Но обратимся к русской литературе… В выборе героев и в проблематике она всегда была демократичнее, чем западная. И тем не менее… Вот Максим Горький. Его "художественное завещание" – “Жизнь Клима Самгина”. Крупнейший монументальный роман в русской литературе нашего столетия… Настоящая "феноменология духа" российской интеллигенции. Энциклопедия мысли, энциклопедия мировоззрений и идеологий. В романе Горького мир дан через призму мысли и софистики интеллигента, по горьковской характеристике, – интеллигента “средней стоимости”. Не следует этой характеристике слепо доверять. Конечно, даже в самом этом горьковском романе много гораздо более талантливых, умных и ярких фигур интеллигентов или интеллигентных купцов (Варавка, Марина Зотова, Лютов и др.). Но – объективно – даже и "монументальный ультрасредний" (характеристика А.Фадеева) Клим Самгин обладает широчайшим кругозором в области культуры и мысли: философской, политической, экономической, правовой, исторической, в сфере искусства и литературы, – кругозором таким, что ему во многом могла бы позавидовать сегодняшняя “образованщина”[267]. Клим Самгин не заслоняет течения жизни. История отражена – и в зеркале его сознания, и в объективном её движении. И все же в центре монументального горьковского произведения – Клим Самгин, как бы ни хотелось литературоведам отодвинуть его в сторону, заместить, заслонить образом Кутузова или собирательным образом народа. Но дело не только в проблематике и предмете изображения романа. Есть серьезные объективные трудности и для его понимания, адекватного авторскому замыслу. Роман этот чрезвычайно сложен по своей структуре, по построению, написан на языке весьма зашифрованного литературного "кода"[268] и ориентирован на восприятие интеллектуально и эстетически очень подготовленного читателя.

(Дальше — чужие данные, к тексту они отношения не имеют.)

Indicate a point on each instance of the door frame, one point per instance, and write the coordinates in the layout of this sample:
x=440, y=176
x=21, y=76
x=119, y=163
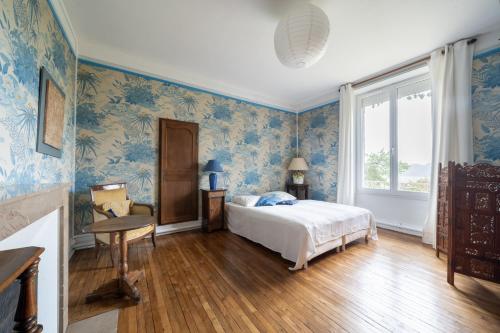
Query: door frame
x=161, y=143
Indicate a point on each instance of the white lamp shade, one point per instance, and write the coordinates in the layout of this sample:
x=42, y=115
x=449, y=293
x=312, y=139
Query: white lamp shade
x=301, y=37
x=298, y=164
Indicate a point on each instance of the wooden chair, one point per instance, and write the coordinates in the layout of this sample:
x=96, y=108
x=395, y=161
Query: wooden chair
x=118, y=192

Вот Алексей Толстой, его “Хождение по мукам”. В центре этого романа-эпопеи – опять-таки образы интеллигентов, бережно проносящих свои “нетленные сердца” сквозь бури и грозы гражданской войны. Именно они – Телегин и Рощин, Даша и Катя – его главные герои, а предпринимавшиеся в свое время в литературоведении попытки "задвинуть" этих "интеллигентов" на периферию романа и выдвинуть в центр рабочего Ивана Гору, его подругу Агриппину Чебрец или других героев "из народа" заведомо обречены на неудачу.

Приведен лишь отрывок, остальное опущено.